Mumbai: The stress in corporate India seems to be more deep seated than what is coming out from earnings numbers. A large number of India Inc promoters has been forced to draw loans by pledging their holdings in the company and keep their entities afloat.
The top of the list is the Adani Group where the value of pledged shares is at a mind boggling high level of Rs352.26 billion (Dh18 billion) with some of the group entities having pledged close to 50 per cent of promoter holding with financial institutions against security for loans.
This is followed by the Tata Group, considered a relatively stable enterprise with assured revenue stream. The total value of pledged shares in this case is a high of Rs19,097 crore. But unlike the Adani’s, where almost all group entities in energy and infrastructure sectors have borrowed by heavily pledging promoter shares, the stress as reflected by this trend seems to be concentrated in the operations of failing Tata Teleservices (Maharashtra) Ltd where promoters have pledged close to 35 per cent of their holdings.
There is no surprise in the case of Zee Group where shares of its entertainment arm tanked over 30 per cent last month in the wake of a media report that said its promoter company Essel Group was allegedly involved in laundering. The promoter pledged share is close to 60 per cent in case of ZEE Entertainment Enterprises, while cable television venture Siti Cable has astronomically high level of pledged shares at over 82 per cent.
Share pledging is generally on the higher side in sectors like — engineering, infrastructure, textiles. Promoters contribution in new greenfield projects is met by pledging of shares which are seen more in Power and Steel companies, where there is a long gestation period. These are the sectors where already stress level is high and many of the entities are also facing bankruptcy proceedings.
Accordingly, in companies like JSW Steel and JSW Energy, share pledging by promoters is at a high of about 43 and 53 per cent respectively. Even Kishore Biyani controlled Future Group of companies have high levels of pledged share of between 50-70 per cent while Naveen Jindal Group that has also lately faced problems with his energy business having lost the linked coal block has pledged almost half of his holding in Jindal Steel and Power. Similarly, Anil Agarwal has pledged almost entire promoter holding to keep Sterlite Technologies running while promoters of GMR Group also seems to have been left with no option but to pledge over 82 per cent of promoter holding.
“The pledging has picked up post-2014 after Non-Banking Financial Companies (NBFCs) got a lot more aggressive in lending to promoters. This arrangement worked well till 2017 when the mid-cap and the small cap shares were having a positive run.

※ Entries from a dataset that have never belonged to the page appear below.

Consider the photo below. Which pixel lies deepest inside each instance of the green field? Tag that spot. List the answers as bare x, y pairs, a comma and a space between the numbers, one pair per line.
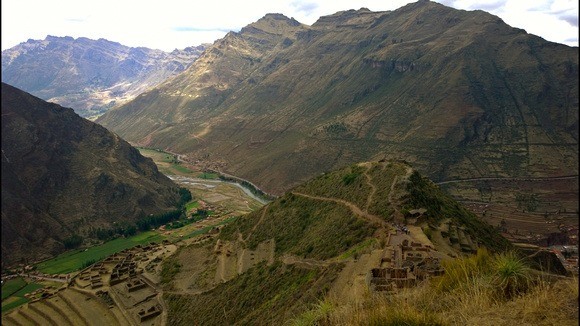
75, 260
191, 205
167, 162
13, 293
12, 286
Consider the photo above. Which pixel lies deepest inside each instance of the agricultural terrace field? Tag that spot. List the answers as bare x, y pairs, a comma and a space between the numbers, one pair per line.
13, 292
75, 260
169, 164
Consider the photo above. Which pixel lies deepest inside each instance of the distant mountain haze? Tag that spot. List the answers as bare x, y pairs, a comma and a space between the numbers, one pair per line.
458, 94
91, 76
63, 175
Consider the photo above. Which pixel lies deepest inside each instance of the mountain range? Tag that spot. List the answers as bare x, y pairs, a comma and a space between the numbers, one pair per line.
65, 176
90, 76
458, 94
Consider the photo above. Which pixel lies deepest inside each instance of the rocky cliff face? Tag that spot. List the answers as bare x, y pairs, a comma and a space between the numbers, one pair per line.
459, 94
90, 76
63, 175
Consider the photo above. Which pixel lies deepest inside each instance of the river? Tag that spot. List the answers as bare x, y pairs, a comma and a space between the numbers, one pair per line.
211, 183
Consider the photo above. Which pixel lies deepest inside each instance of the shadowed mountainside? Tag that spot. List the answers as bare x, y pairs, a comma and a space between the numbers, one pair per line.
90, 76
63, 175
459, 94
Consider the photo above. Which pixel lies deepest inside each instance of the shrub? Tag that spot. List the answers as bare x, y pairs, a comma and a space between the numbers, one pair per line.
511, 275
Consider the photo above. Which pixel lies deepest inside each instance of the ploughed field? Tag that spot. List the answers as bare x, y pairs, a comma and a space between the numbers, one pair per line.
537, 209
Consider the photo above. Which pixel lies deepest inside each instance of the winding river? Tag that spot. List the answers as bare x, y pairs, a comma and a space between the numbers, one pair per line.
211, 183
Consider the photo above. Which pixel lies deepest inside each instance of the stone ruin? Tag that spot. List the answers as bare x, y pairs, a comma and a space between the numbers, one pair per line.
404, 270
149, 313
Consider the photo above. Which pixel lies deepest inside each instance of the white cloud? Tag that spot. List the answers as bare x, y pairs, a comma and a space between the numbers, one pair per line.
174, 24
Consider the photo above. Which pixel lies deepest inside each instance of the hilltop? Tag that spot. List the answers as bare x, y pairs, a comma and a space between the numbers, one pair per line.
459, 94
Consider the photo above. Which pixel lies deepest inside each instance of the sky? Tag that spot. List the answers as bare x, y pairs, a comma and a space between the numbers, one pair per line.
176, 24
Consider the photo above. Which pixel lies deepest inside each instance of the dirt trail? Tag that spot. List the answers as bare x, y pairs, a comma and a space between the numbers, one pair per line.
355, 209
373, 189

Tables turned only after the mid cap and small cap stocks started correcting due to the weak sentiments hitting this section of the market. This has made companies with high level of pledged share riskier for investors,” said Mayuresh Joshi of Angel Broking.
Drawing loans against the shareholding or ‘share pledging’ also turned its head recently after the spike in the same caused multiple panic sell-off in the select stock. Experts see this as direct link between stressed sectors and the extent of pledged shares.
Data from the bourses show that pledged shares have seen a jump since 2014. Analysts say that share pledging is one way of promoters funding new greenfield projects but owing to speculation around the same and a lack in transparency, rise in pledged shares and its sale has caused massive volatility in specific stocks.
Companies report their share pledging on a quarterly basis but common investor does not know the minor details of pledging which creates confusion.
“There needs to be more transparency in the details of promoters pledging so that investors can take informed decisions while taking exposure to such companies,” said Kotak Securities Head of Fundamental Research, Rusmik Oza.
“The NBFC squeeze had triggered a fresh wave of uncertainty in the market after which margin call triggers in select high pledged shares has led to panic selling in many companies with poor corporate governance,” Oza added.
The problem becomes a lot more acute, said Joshi, in the case of mid-cap and small companies or where the share of the promoter pledge is more than 80 per cent of the promoter holding. That is where in the case of either market or business or the macro volatility, the underlying value proposition of the company reflected through its market price becomes most vulnerable.
Although such pledges have happened across sectors, it is more prevalent in capital expenditure heavy (CAPEX) sectors like steel, power, ports and telecom where the promoter has borrowed to fund their stake buys in the same company or another group company which is a capex heavy ventures, said Deepak Jasani of HDFC Securities.